Les recommandations de pratique publiées par les organismes professionnels et gouvernementaux ne sont pas non plus hors d’atteinte de l’industrie pharmaceutique. En 2005, une étude portant sur deux cents groupes d’experts ayant émis ce genre de directives fit apparaître qu’un tiers des membres avaient des intérêts financiers dans les médicaments qu’ils analysaient. Huit des neuf membres du comité ayant rédigé des recommandations sur la baisse du niveau du « mauvais cholestérol » étaient liés financièrement aux fabricants de médicaments contre ce cholestérol.

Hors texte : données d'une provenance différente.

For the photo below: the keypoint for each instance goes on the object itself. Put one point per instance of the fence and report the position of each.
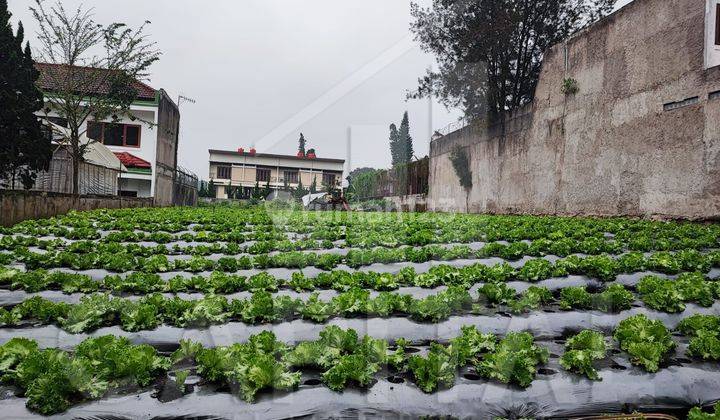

Ces essais et ces recommandations jouent un rôle primordial dans l’autorisation d’un médicament par la FDA (Food and Drugs Adminsitration). Et un médicament autorisé par la FDA l’est généralement ailleurs dans le monde.
Et en Suisse ?
Bien sûr, le système de financement de la recherche médicale en Suisse n’est pas exactement le même que celui des Etats-Unis. Mais le journalisme helvétique n’est peut-être pas non plus d’une grande curiosité lorsqu’il s’agit des mastodontes de la « pharma » – Novartis et Roche pèsent près de 250 milliards de francs de capitalisation boursière. Pourtant, Georges Muheim, ancien chirurgien orthopédiste et chercheur au Hospital for special surgery de New York écrit : « En Suisse, dans le domaine des médicaments, l’industrie pharmaceutique finance plus de deux tiers des activités de recherche et de développement […] Avec une telle participation, elle peut influencer de manière décisive l’orientation de la recherche. Elle ne s’en prive pas, puisqu’elle est une actrice incontournable de l’interaction entre recherches publique et privée, recherche publique dont elle profite largement […] » (P. Boschetti, P. Gobet. J. Hunkeler, G. Muheim, Le Prix des médicaments. L’industrie pharmaceutique suisse. Ed. d’en bas, 2006). Quant à la perméabilité du milieu médical aux incitations financières, il suffit d’ouvrir le TagesAnzeiger du 3 mai pour voir qu’un ponte de l’Hôpital universitaire de Zurich avait passé commande d’un tomographe électronique de plusieurs millions à General Electric, sans mise au concours. Petit détail : depuis 1991, G. von Schulthess, directeur de la clinique de médecine nucléaire, est conseiller rétribué auprès de General Electric.